On these data, the ratio test gives
\begin{eqnarray}
\frac{p(A\prec B\mid D)}{p(B\prec A\mid D)} & \doteq &
\frac{(400+1)\,(600+1)}
{(100+1)\,(900+1)}\approx\frac{8}{3}
\,.
\end{eqnarray}
In other words, even though the counts are exactly independent, the test suggests that hypothesis
$A\prec B$ is two to three times as likely as hypothesis $B\prec A$.

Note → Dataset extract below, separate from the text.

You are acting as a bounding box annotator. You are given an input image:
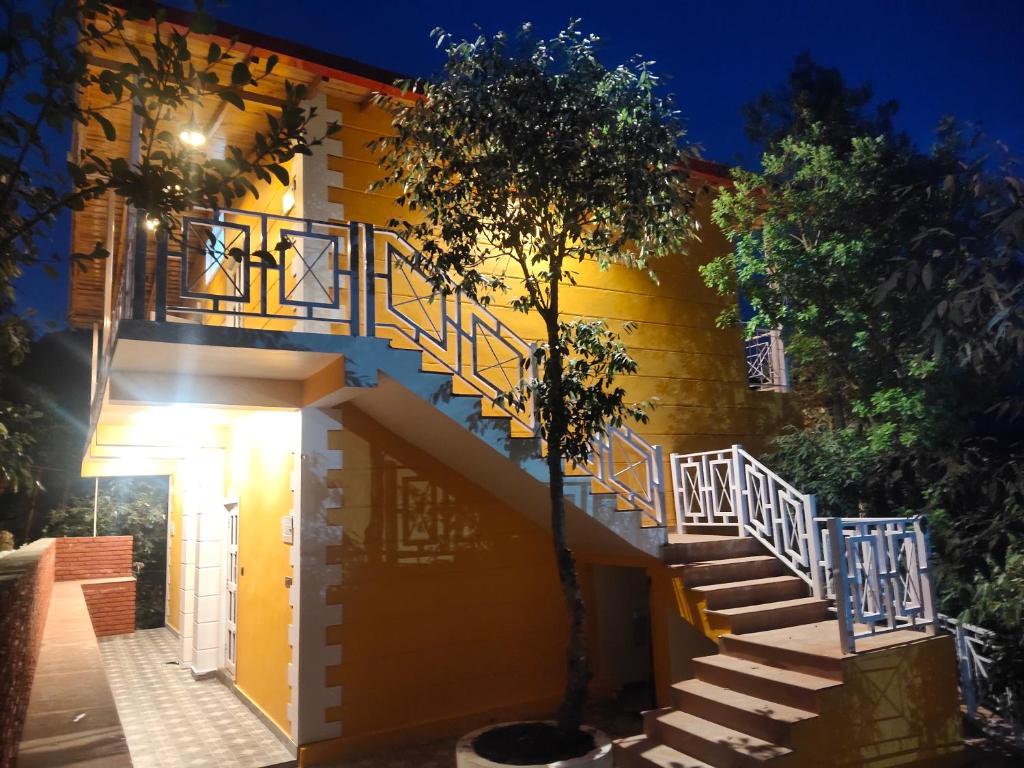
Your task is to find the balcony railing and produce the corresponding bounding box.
[94,206,666,525]
[745,329,789,392]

In practical terms, does it matter if an edge is created between two supposedly
independent variables? Surely if the parent-child dependence is weak, then the model
should also demonstrate weak dependence, e.g. by inferring similar model parameters for different categories. Conversely, if the dependence is strong, then the model parameters should be quite different for different categories.

However, the problem still remains of attempting to interpret the presence and direction of edges as implying some sort of causality, especially if an edge is spurious.